Ipratropium bromide (IPR) and fenoterol hydrobromide (FEN) have recently been combined in a promising inhaler to treat two prevalent inflammatory illnesses of the airways: bronchial asthma and chronic obstructive pulmonary disease (COPD). The necessity for a single, sensitive, and trustworthy analytical approach to cover the diverse and necessary tests of in-vitro and in-vivo studies is greatly grown with the rising production of new fixed combinations. Two novel, selective and environmentally friendly LC techniques were developed in order to guarantee precise measurement of IPR and FEN in their challenging formulation. The initial technique involved high-performance thin-layer chromatography (HPTLC) in conjunction with densitometric quantification. Chromatographic separation was attained on HPTLC plates utilizing ethyl acetate - ethanol - acetic acid (5.0:5.0:0.1, by volume) as a developing system. Densitometric quantification of the separated bands was carried out at 220.0 nm over concentration ranges of 0.50-15.0 µg/band for IPR and 0.50-12.0 µg/band for FEN. High-performance liquid chromatography (HPLC) paired with diode array detection (DAD) was the core of the second technique. The optimized separation was achieved on a Zorbax SB C (150 × 4.6 mm, 5 μm) column with a combination of 10.0 mM potassium dihydrogen orthophosphate, pH 5.0 ± 0.1, adjusted with o-phosphoric acid and methanol (70:30, v/v) as the mobile phase and pumped at flow rate of 1.0 mL/min. The peaks were monitored at 220.0 nm using diode array detection, achieving linearity range of 5.0-200.0 µg/mL for both drugs. The ICH criteria have been verified and both methods have been confirmed to be valid, and successfully applied for assay the cited drugs in the Atrovent comp HFA metered dose inhaler as well as delivered dose uniformity testing of the final product. Finally, whiteness appraisal and several state-of-the-art green evaluation metrics were applied to evaluate the sustainability of the proposed methods. The suggested approaches produced promising results and are the first simple and sustainable methodologies for the simultaneous quantification of both drugs in different real samples, all of which strongly suggest their application in quality control laboratories.

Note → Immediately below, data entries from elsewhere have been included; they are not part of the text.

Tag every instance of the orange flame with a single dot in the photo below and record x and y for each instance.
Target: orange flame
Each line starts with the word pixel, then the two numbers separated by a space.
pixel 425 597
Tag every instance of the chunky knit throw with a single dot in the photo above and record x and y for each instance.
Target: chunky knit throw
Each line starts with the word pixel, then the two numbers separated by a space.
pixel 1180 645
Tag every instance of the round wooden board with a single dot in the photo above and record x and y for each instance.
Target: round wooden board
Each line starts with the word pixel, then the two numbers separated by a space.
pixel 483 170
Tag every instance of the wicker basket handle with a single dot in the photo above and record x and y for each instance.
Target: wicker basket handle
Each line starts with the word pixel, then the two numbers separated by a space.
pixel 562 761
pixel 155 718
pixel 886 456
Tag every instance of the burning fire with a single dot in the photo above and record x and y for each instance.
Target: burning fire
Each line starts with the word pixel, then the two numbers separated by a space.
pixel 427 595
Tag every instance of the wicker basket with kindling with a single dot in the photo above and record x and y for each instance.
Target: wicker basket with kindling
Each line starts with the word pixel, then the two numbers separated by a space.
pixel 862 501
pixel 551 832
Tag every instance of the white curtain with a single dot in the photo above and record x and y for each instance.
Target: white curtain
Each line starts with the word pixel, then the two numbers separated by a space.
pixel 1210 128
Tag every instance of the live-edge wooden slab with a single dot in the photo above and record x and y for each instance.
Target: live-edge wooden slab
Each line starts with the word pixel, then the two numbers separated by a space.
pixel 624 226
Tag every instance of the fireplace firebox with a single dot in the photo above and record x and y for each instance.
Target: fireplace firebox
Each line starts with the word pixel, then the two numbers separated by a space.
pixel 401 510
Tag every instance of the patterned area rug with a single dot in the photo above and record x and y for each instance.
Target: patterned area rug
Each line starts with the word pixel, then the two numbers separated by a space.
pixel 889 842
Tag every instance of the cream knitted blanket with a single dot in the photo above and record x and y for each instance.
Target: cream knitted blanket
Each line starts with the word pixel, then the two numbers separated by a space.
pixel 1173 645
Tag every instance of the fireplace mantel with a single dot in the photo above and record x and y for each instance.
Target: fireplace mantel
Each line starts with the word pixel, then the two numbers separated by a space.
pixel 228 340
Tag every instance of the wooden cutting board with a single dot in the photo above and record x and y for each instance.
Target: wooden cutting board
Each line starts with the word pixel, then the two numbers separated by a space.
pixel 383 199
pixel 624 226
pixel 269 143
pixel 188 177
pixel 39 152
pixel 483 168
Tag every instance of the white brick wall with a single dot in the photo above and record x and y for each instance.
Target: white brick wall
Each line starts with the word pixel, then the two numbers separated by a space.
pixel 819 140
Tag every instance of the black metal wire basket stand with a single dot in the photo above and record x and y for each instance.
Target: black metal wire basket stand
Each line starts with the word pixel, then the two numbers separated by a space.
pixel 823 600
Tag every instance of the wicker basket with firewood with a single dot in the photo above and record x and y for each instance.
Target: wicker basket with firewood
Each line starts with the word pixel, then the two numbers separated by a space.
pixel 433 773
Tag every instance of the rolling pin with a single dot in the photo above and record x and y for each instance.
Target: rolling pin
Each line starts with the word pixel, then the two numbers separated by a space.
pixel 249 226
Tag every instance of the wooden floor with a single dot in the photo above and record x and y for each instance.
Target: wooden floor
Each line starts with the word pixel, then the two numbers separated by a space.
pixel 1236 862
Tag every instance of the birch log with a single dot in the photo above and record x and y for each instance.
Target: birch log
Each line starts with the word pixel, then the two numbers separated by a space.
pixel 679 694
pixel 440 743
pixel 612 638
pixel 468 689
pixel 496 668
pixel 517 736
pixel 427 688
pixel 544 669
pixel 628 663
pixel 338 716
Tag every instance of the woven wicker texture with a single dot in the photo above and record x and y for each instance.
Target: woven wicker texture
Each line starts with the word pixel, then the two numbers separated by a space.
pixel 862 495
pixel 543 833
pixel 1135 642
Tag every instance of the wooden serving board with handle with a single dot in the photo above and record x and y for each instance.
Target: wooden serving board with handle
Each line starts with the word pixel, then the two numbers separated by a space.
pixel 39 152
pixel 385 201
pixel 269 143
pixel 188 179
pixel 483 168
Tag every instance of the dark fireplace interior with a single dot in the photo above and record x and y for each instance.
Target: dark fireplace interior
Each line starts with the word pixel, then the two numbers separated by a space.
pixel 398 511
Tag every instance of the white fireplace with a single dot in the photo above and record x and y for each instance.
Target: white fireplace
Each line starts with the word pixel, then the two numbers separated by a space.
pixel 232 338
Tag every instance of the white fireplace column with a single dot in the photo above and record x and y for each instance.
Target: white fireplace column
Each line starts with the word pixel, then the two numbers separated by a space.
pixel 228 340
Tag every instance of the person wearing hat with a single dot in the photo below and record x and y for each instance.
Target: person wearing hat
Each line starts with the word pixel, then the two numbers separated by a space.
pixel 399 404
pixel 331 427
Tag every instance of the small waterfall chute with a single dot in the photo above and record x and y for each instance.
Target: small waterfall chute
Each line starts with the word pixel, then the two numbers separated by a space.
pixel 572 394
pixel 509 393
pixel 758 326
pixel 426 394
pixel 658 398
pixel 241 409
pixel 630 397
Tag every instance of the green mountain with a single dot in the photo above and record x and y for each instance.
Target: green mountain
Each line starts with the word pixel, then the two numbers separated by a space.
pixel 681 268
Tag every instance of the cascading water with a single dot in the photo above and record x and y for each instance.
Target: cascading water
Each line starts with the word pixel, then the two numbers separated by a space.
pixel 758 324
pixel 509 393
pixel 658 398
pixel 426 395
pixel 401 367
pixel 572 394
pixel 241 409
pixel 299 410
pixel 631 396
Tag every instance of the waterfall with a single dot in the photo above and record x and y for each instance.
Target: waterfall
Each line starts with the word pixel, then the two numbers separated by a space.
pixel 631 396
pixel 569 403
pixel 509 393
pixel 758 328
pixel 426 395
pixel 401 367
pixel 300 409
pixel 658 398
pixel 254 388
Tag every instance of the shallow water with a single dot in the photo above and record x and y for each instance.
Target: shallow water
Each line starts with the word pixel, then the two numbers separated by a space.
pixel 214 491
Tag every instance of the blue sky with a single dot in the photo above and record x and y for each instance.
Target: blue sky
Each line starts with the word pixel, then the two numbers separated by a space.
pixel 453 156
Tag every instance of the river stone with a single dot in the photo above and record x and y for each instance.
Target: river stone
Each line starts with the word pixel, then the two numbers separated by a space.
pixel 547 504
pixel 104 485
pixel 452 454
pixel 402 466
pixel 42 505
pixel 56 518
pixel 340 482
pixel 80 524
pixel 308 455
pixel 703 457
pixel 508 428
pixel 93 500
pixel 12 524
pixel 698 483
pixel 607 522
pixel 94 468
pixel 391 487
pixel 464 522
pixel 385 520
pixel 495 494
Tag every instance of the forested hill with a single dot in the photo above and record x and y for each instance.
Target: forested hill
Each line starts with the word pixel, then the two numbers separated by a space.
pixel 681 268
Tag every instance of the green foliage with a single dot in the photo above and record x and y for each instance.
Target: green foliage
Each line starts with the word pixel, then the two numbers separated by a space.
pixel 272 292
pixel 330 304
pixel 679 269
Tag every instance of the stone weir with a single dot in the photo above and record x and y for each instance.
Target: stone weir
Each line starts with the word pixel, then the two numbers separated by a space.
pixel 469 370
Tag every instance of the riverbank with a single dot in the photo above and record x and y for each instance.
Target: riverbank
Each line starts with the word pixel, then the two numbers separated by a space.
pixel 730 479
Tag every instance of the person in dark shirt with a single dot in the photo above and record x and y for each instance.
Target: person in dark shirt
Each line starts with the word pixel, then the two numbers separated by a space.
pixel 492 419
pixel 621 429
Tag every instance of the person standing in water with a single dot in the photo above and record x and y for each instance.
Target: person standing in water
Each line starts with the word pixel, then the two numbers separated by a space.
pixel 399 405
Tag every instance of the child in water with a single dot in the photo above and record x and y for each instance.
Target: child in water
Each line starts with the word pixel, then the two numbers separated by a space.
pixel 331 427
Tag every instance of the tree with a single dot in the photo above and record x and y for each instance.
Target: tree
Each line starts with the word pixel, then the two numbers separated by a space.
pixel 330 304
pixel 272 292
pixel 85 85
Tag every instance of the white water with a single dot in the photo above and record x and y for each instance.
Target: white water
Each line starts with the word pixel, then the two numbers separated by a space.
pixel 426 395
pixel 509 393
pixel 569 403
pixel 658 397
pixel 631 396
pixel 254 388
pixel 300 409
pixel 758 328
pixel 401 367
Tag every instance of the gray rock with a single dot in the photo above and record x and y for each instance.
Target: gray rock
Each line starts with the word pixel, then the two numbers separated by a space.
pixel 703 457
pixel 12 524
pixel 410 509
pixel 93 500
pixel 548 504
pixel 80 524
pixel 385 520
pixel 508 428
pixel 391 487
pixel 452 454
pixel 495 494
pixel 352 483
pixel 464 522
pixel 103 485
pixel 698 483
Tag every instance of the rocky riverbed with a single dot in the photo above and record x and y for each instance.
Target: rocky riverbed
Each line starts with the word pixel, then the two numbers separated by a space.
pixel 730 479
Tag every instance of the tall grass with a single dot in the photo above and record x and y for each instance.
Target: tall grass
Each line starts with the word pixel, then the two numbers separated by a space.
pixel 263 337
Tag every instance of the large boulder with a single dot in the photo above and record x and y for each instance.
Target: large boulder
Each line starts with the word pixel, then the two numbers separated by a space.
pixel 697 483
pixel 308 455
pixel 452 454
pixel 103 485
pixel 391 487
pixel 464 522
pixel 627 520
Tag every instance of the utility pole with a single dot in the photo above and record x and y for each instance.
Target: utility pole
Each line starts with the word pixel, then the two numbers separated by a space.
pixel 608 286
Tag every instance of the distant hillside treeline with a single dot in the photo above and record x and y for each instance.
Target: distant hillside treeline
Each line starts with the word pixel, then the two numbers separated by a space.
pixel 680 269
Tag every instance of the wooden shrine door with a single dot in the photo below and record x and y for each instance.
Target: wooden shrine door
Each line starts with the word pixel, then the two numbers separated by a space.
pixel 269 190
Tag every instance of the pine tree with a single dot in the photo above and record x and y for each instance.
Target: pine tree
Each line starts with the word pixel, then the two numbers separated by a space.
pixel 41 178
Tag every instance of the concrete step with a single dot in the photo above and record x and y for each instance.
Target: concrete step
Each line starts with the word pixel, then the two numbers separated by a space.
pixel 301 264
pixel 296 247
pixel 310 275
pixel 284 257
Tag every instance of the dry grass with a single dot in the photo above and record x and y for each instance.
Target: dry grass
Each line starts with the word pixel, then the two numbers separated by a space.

异丙托溴铵(IPR)和氢溴酸非诺特罗(FEN)最近被组合在一种很有前景的吸入器中,用于治疗两种常见的气道炎症性疾病:支气管哮喘和慢性阻塞性肺疾病(COPD)。随着新型固定组合产品产量的增加,对于一种单一、灵敏且可靠的分析方法以涵盖体外和体内研究的各种必要测试的需求大幅增长。为了确保在具有挑战性的制剂中精确测量IPR和FEN,开发了两种新颖、选择性且环保的液相色谱技术。第一种技术涉及高效薄层色谱(HPTLC)结合密度定量法。在HPTLC板上进行色谱分离,使用乙酸乙酯 - 乙醇 - 乙酸(体积比5.0:5.0:0.1)作为展开系统。对分离的条带进行密度定量,在220.0 nm处,IPR的浓度范围为0.50 - 15.0 μg/条带,FEN的浓度范围为0.50 - 12.0 μg/条带。第二种技术的核心是高效液相色谱(HPLC)与二极管阵列检测(DAD)联用。在Zorbax SB C(150×4.6 mm,5 μm)柱上实现了优化分离,流动相为10.0 mM磷酸二氢钾(用邻磷酸调节pH至5.0±0.1)和甲醇(70:30,v/v)的组合,流速为1.0 mL/min。使用二极管阵列检测在220.0 nm处监测峰,两种药物的线性范围均为5.0 - 200.0 μg/mL。已验证符合国际协调会议(ICH)标准,两种方法均被确认为有效,并成功应用于测定爱全乐复方氢氟烷计量吸入器中所述药物以及最终产品的递送剂量均匀性测试。最后,应用白度评估和几种最先进的绿色评估指标来评估所提出方法的可持续性。所建议的方法产生了有前景的结果,是首次用于同时定量不同实际样品中两种药物的简单且可持续的方法,所有这些都强烈表明它们可应用于质量控制实验室。